Once you get to that point you have to think if you’re using that
datetime field and if maybe
date won’t do the job here (4 bytes less for each row!) or maybe is that
smallint is enough there? Or do you even need that primary
int64 key?! It is funny what you can notice when you stop for a while and look at your data from a perspective. Sometimes it’s hard to leave your code-database bubble - especially when you are in that bubble for a while.
Once we kept attention to field types and dropped the primary key (as we were relying on the unique compound key anyway) I think we cut the table size almost by half (and it was something around 500-600GB at that time).
Fun fact: once you run out of disk space Postgres usually reverts the transaction/whatever you are doing and releases the disk space back to the system. But sometimes it can just crash and exits - I had a small heart attack once that happened 😅, but it seems re-spinning the process was enough to bring it back online.
Oh yeah, running on bare-metal servers on OVH’s vRack to keep everything cost-efficient as possible was fun! Thankfully our whole team was backed by a truly experienced devops/admin person!
Now when I see that company throws like $7k/mo at a single Heroku Postgres instance (that holds like less than 100GB of data) it just hurts. Vendor lock-in is for sure a thing and it seems current cloud platforms like GCP or AWS that were supposed to offload the work from the developers now require whole teams of devops to operate and maintain. Oh, the irony.
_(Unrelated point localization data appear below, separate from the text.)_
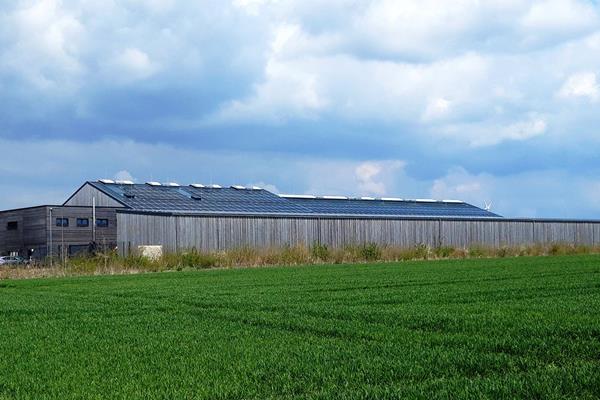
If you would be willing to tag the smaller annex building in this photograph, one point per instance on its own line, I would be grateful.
(125, 215)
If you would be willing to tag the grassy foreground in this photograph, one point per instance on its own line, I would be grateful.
(497, 328)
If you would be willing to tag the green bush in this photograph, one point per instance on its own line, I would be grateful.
(444, 251)
(370, 252)
(320, 252)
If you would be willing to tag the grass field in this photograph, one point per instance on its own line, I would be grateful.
(525, 327)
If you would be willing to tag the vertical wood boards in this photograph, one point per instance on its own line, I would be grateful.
(218, 233)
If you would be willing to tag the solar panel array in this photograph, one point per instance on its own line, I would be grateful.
(369, 207)
(253, 201)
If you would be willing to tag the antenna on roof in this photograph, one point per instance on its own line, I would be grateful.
(488, 206)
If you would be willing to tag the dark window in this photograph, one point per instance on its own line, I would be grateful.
(64, 222)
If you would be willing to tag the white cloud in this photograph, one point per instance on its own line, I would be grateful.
(133, 64)
(46, 45)
(436, 108)
(582, 84)
(124, 175)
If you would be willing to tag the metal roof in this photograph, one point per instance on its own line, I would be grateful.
(194, 199)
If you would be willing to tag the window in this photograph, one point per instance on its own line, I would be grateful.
(64, 222)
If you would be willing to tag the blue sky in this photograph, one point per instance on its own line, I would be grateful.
(477, 100)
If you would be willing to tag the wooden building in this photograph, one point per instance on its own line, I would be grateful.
(214, 218)
(59, 230)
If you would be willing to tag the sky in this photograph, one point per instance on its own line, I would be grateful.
(483, 101)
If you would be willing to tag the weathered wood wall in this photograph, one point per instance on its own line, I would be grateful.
(34, 229)
(217, 233)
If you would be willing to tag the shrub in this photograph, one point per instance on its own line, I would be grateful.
(320, 252)
(370, 252)
(444, 251)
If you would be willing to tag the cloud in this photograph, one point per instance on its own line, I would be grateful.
(369, 97)
(371, 176)
(124, 175)
(133, 64)
(583, 84)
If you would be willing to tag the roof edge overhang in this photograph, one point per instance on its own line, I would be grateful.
(98, 187)
(346, 216)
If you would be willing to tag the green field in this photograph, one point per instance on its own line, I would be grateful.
(513, 328)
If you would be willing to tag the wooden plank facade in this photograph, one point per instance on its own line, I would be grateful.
(27, 229)
(181, 232)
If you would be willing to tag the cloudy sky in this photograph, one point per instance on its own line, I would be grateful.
(478, 100)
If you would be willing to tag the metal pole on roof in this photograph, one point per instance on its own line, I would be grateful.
(94, 219)
(62, 238)
(50, 252)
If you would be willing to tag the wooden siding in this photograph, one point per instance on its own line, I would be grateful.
(85, 195)
(217, 233)
(34, 229)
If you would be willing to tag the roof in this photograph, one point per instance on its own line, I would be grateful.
(238, 200)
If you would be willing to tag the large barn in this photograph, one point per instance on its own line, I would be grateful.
(125, 215)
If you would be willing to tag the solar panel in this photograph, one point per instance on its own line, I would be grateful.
(231, 200)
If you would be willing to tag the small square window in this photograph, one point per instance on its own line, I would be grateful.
(63, 222)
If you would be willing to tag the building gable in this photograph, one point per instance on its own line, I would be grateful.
(85, 194)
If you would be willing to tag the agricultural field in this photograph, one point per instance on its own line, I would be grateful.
(526, 327)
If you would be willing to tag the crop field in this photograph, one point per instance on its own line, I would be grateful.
(526, 327)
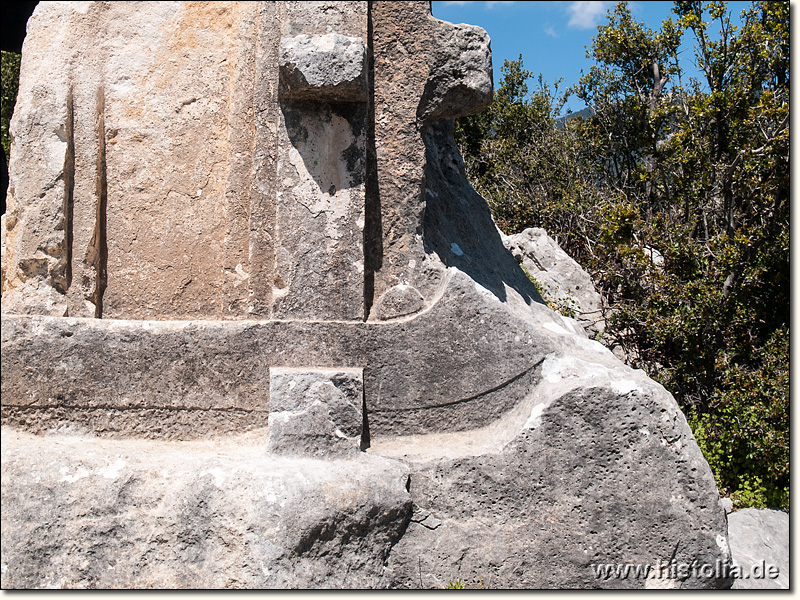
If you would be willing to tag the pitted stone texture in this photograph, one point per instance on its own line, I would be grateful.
(598, 466)
(399, 301)
(328, 67)
(565, 283)
(759, 541)
(79, 512)
(315, 412)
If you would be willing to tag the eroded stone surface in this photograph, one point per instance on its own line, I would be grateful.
(759, 542)
(205, 178)
(316, 412)
(78, 512)
(565, 283)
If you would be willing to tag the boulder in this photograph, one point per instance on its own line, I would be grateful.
(562, 281)
(259, 330)
(759, 540)
(87, 513)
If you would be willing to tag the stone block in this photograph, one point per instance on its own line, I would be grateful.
(316, 412)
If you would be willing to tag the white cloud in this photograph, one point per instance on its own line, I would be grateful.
(491, 4)
(586, 14)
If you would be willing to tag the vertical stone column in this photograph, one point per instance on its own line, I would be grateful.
(419, 78)
(319, 220)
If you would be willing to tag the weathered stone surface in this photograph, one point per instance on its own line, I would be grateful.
(316, 412)
(597, 466)
(324, 67)
(89, 513)
(425, 70)
(565, 283)
(239, 233)
(759, 542)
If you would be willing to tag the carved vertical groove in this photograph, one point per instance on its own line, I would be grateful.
(373, 235)
(99, 242)
(69, 192)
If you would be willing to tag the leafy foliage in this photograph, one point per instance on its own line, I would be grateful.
(694, 171)
(9, 83)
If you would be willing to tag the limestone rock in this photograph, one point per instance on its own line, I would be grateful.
(565, 283)
(90, 513)
(330, 66)
(212, 235)
(759, 542)
(316, 412)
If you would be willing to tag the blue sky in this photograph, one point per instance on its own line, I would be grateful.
(551, 36)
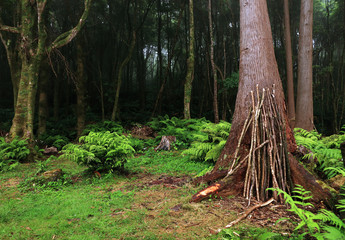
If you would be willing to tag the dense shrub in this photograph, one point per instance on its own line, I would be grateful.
(101, 151)
(57, 141)
(209, 148)
(106, 126)
(186, 131)
(325, 150)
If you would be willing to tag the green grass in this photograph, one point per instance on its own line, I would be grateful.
(115, 206)
(166, 162)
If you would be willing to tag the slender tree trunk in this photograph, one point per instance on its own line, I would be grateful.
(43, 97)
(119, 76)
(289, 69)
(304, 106)
(214, 71)
(190, 64)
(80, 84)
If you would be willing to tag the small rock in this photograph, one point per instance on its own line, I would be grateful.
(52, 175)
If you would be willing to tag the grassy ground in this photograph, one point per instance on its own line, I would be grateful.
(149, 201)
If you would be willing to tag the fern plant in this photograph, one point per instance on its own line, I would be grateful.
(326, 150)
(186, 131)
(11, 153)
(322, 225)
(100, 151)
(209, 149)
(57, 141)
(106, 126)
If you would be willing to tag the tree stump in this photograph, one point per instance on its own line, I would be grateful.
(165, 143)
(342, 148)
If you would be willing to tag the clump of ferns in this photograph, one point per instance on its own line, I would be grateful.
(325, 150)
(321, 225)
(210, 147)
(186, 131)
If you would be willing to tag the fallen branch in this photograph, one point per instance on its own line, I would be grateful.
(245, 214)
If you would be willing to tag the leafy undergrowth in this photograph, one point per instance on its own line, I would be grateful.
(151, 201)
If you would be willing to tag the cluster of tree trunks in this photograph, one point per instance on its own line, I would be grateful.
(258, 70)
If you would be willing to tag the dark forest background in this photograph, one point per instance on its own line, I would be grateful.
(159, 58)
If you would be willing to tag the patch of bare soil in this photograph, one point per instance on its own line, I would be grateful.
(10, 183)
(166, 200)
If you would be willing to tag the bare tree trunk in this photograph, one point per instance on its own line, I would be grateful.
(43, 97)
(190, 64)
(260, 130)
(289, 70)
(214, 71)
(304, 105)
(119, 76)
(80, 85)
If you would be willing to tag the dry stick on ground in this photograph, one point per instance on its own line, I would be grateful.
(246, 213)
(266, 161)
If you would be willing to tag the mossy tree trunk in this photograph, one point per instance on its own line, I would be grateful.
(257, 154)
(190, 64)
(80, 84)
(43, 97)
(214, 71)
(33, 47)
(304, 102)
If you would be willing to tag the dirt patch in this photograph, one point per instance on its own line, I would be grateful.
(10, 183)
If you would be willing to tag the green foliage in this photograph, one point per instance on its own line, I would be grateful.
(57, 141)
(11, 153)
(185, 130)
(209, 149)
(166, 163)
(101, 151)
(249, 233)
(322, 225)
(106, 126)
(39, 183)
(326, 150)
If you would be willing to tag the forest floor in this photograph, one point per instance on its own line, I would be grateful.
(150, 201)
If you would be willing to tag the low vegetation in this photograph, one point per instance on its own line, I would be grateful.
(112, 185)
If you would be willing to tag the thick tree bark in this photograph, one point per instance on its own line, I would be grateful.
(33, 47)
(304, 105)
(289, 70)
(258, 70)
(190, 64)
(214, 71)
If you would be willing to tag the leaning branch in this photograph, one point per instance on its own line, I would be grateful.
(246, 213)
(68, 36)
(9, 29)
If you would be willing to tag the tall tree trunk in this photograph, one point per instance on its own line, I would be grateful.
(304, 105)
(190, 64)
(289, 69)
(33, 46)
(80, 85)
(43, 97)
(214, 71)
(119, 76)
(256, 155)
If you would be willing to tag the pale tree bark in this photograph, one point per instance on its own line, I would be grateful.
(33, 47)
(257, 154)
(214, 71)
(304, 103)
(114, 114)
(43, 97)
(80, 84)
(289, 68)
(190, 64)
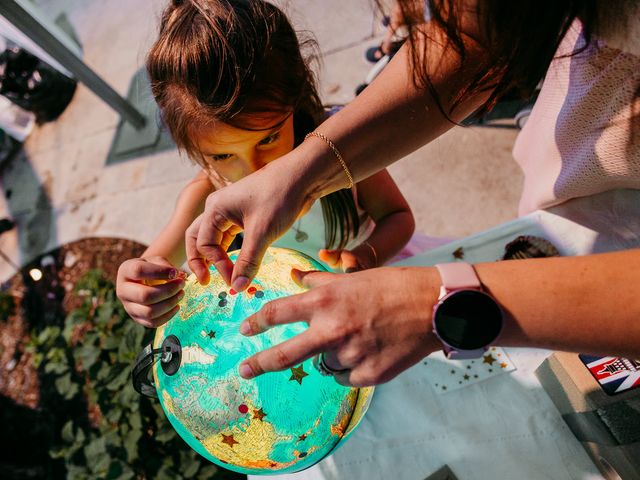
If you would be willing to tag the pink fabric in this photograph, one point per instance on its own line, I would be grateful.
(583, 136)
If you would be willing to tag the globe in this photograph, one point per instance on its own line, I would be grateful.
(276, 423)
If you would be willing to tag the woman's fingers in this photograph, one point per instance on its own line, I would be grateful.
(349, 262)
(284, 355)
(156, 322)
(330, 257)
(156, 311)
(148, 295)
(276, 312)
(139, 269)
(312, 278)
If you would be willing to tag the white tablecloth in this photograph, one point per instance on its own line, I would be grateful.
(505, 427)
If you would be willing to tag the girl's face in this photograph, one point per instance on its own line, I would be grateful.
(234, 153)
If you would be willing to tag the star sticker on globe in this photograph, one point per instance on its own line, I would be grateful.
(259, 414)
(488, 358)
(229, 440)
(298, 373)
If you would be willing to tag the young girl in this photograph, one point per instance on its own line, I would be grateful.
(236, 94)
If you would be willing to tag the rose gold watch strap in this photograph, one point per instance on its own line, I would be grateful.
(458, 275)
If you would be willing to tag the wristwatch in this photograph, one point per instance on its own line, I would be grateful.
(466, 319)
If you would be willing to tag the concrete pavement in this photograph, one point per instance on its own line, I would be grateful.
(60, 187)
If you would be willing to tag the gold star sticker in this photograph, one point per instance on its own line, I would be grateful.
(259, 414)
(298, 373)
(488, 358)
(229, 440)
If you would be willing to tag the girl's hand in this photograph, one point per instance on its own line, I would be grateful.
(348, 260)
(150, 289)
(374, 323)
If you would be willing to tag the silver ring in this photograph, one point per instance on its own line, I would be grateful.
(324, 369)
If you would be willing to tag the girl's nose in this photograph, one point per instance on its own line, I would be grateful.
(257, 161)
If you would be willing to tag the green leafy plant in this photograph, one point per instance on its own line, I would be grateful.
(7, 306)
(115, 433)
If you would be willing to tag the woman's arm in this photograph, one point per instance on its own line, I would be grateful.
(391, 118)
(170, 242)
(586, 304)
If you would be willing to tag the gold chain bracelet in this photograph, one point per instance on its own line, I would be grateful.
(335, 151)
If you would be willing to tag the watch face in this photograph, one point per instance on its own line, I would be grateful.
(468, 320)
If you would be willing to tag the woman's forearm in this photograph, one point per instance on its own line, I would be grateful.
(588, 304)
(390, 118)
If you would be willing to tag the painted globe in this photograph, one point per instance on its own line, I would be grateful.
(279, 422)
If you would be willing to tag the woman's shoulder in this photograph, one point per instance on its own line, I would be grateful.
(618, 25)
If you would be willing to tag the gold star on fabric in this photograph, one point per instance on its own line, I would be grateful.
(488, 358)
(259, 414)
(229, 440)
(298, 373)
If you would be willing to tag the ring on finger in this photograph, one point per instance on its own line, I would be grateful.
(319, 361)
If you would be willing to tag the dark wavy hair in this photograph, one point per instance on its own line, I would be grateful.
(520, 37)
(230, 61)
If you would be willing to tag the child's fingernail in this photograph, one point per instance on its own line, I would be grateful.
(245, 328)
(246, 371)
(240, 283)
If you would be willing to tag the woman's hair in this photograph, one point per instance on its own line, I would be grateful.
(233, 61)
(520, 37)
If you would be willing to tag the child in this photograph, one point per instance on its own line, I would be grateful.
(236, 94)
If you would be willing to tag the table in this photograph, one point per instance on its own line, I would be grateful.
(505, 427)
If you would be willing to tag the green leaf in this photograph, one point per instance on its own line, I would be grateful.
(95, 450)
(119, 380)
(207, 472)
(131, 444)
(57, 368)
(87, 355)
(189, 467)
(63, 384)
(165, 435)
(67, 432)
(135, 420)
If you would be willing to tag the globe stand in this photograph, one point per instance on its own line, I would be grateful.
(170, 356)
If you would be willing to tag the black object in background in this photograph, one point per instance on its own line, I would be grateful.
(33, 85)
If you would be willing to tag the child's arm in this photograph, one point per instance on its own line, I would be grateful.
(150, 287)
(380, 197)
(170, 242)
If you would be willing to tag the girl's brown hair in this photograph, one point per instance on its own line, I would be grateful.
(231, 61)
(520, 37)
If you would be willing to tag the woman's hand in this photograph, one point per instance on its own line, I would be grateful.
(150, 289)
(375, 323)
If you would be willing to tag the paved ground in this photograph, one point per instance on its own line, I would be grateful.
(60, 188)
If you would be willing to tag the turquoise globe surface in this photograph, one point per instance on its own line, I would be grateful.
(279, 422)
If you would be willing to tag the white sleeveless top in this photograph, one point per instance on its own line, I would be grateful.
(583, 136)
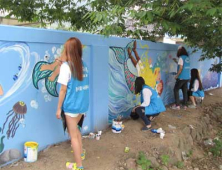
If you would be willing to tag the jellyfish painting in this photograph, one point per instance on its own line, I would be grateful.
(14, 118)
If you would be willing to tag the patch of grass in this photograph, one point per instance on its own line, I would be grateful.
(190, 153)
(180, 165)
(165, 159)
(144, 163)
(219, 134)
(217, 148)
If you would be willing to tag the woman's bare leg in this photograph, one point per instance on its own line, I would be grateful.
(132, 58)
(193, 100)
(135, 52)
(74, 134)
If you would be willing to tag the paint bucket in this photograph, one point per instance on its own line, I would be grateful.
(117, 126)
(30, 151)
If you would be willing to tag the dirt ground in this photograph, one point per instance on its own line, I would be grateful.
(108, 153)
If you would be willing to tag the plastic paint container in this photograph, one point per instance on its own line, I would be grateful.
(31, 151)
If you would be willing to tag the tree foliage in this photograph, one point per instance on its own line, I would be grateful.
(199, 22)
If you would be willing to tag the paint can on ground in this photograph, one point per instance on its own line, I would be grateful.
(117, 126)
(31, 151)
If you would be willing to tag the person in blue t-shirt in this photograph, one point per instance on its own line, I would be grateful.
(195, 89)
(73, 95)
(182, 77)
(151, 104)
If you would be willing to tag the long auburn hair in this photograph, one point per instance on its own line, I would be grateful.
(195, 75)
(73, 53)
(181, 51)
(139, 84)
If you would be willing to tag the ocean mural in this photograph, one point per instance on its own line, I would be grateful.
(156, 67)
(24, 109)
(126, 64)
(29, 91)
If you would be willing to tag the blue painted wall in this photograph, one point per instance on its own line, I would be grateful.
(20, 50)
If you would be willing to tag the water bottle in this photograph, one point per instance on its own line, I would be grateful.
(154, 130)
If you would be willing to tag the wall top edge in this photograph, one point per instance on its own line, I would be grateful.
(48, 36)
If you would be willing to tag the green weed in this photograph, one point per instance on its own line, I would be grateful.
(144, 163)
(217, 148)
(165, 159)
(179, 165)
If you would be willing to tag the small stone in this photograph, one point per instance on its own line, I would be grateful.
(164, 168)
(209, 153)
(131, 163)
(154, 162)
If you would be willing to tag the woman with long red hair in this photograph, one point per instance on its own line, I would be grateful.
(73, 95)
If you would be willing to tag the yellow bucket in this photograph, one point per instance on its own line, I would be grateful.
(30, 151)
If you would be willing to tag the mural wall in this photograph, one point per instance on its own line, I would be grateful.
(156, 66)
(29, 89)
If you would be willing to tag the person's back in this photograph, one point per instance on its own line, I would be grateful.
(185, 74)
(73, 96)
(77, 96)
(196, 89)
(156, 104)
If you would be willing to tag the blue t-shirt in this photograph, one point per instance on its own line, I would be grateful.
(185, 74)
(156, 104)
(77, 95)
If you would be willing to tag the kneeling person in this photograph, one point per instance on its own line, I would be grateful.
(151, 103)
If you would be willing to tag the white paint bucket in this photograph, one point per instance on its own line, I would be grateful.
(30, 151)
(117, 126)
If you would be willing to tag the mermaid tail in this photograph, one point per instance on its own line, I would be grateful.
(119, 53)
(51, 86)
(37, 74)
(2, 144)
(122, 56)
(130, 78)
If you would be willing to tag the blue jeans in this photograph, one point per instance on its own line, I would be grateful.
(141, 112)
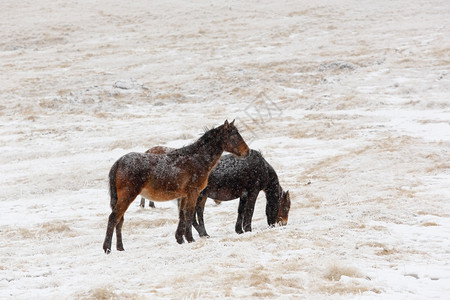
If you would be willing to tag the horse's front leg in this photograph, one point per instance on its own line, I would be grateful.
(240, 219)
(181, 223)
(189, 213)
(248, 212)
(119, 244)
(199, 208)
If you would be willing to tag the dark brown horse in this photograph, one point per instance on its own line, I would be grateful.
(244, 178)
(241, 178)
(182, 173)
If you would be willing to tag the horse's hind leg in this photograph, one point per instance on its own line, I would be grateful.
(181, 226)
(119, 244)
(199, 208)
(187, 211)
(112, 221)
(249, 208)
(240, 220)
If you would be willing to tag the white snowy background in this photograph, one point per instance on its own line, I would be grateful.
(348, 100)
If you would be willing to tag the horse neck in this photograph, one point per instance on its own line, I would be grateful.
(273, 185)
(206, 151)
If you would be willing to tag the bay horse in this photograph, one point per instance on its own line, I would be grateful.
(244, 178)
(182, 173)
(241, 178)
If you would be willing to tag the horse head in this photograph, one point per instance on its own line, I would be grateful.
(285, 206)
(233, 141)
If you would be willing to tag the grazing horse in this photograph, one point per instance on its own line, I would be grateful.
(182, 173)
(245, 178)
(241, 178)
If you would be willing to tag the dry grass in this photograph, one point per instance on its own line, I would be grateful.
(108, 294)
(335, 271)
(427, 224)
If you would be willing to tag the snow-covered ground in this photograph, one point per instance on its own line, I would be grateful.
(348, 100)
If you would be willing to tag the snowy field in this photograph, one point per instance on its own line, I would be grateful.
(348, 100)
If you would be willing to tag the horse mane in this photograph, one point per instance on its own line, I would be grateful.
(203, 139)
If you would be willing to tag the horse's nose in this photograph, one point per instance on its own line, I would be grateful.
(247, 152)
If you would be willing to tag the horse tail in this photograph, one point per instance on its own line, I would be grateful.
(112, 184)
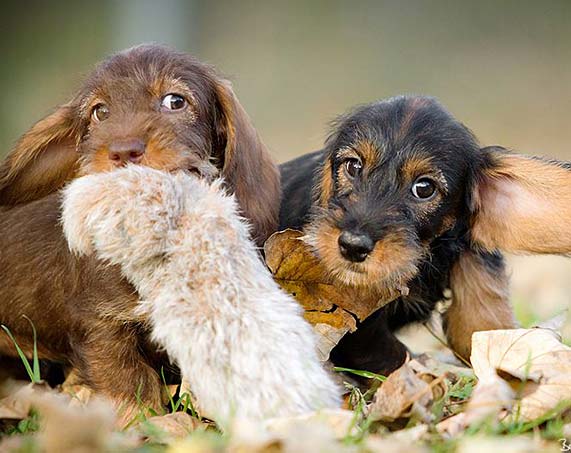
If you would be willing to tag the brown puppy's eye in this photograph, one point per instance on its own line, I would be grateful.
(424, 188)
(353, 167)
(100, 113)
(173, 102)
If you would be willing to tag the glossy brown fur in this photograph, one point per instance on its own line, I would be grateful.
(82, 309)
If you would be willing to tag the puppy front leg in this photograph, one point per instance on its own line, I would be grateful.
(110, 361)
(480, 299)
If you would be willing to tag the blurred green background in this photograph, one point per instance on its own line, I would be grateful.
(502, 67)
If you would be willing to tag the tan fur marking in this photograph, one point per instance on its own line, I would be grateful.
(368, 152)
(417, 166)
(524, 206)
(42, 161)
(480, 301)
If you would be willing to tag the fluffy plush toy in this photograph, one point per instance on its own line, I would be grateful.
(240, 342)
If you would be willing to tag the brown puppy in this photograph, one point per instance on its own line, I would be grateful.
(147, 105)
(403, 196)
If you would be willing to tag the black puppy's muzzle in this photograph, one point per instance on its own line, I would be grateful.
(355, 247)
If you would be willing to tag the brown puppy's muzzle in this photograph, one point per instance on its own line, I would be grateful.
(126, 152)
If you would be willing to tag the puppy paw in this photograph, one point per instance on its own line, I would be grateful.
(123, 216)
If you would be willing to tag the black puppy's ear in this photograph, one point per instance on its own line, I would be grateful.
(522, 204)
(42, 161)
(247, 166)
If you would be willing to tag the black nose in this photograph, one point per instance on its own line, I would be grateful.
(355, 246)
(122, 153)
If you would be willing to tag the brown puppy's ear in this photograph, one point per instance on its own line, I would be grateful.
(42, 161)
(247, 165)
(522, 204)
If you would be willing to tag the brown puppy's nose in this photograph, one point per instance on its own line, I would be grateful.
(123, 153)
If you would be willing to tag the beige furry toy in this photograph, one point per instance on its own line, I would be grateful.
(240, 341)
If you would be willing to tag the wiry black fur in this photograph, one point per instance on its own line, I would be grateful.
(402, 128)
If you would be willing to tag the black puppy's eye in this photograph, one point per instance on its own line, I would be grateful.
(100, 113)
(424, 188)
(173, 102)
(353, 167)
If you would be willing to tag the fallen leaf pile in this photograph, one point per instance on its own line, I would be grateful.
(518, 376)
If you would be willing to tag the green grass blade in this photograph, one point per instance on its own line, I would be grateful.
(362, 373)
(20, 353)
(35, 359)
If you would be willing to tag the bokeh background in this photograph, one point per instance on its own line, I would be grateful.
(503, 68)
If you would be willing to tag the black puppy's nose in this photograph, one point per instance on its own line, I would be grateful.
(122, 153)
(355, 246)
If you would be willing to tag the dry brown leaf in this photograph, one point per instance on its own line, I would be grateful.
(311, 432)
(507, 444)
(534, 361)
(489, 400)
(408, 392)
(80, 394)
(17, 403)
(333, 310)
(404, 440)
(175, 425)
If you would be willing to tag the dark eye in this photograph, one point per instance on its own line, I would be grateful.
(173, 102)
(423, 188)
(353, 167)
(100, 113)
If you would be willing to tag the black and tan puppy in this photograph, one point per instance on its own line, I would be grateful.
(403, 196)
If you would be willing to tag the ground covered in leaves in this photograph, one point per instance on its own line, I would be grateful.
(515, 396)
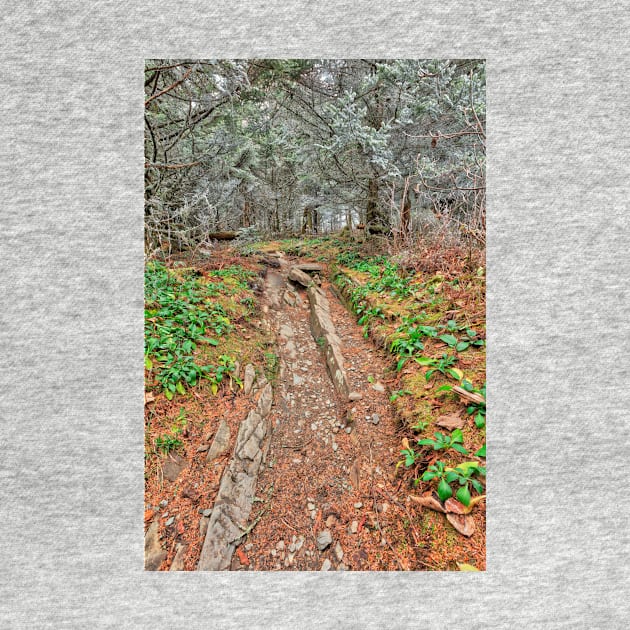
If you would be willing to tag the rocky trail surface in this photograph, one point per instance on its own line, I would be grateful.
(324, 497)
(298, 473)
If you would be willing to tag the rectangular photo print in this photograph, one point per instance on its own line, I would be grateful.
(314, 338)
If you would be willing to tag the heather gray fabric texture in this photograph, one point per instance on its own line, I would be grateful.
(71, 468)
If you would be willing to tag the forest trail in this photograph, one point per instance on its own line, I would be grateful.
(326, 483)
(305, 446)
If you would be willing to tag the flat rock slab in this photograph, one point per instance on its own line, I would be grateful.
(233, 504)
(248, 380)
(451, 421)
(153, 553)
(173, 466)
(220, 443)
(180, 556)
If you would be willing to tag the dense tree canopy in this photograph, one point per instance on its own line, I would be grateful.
(289, 146)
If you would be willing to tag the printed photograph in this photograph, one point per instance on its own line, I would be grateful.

Infrastructure-wise I think you can achieve very much using well-tested and boring solutions. I don’t think most companies need to scale that much frankly speaking - surely if you’re a big player and handle tens of millions of requests per day you deal with a completely different set of problems, but again - I don’t think most aspiring startups will ever get to that point and they spent too much preparing for something that is simply not necessary.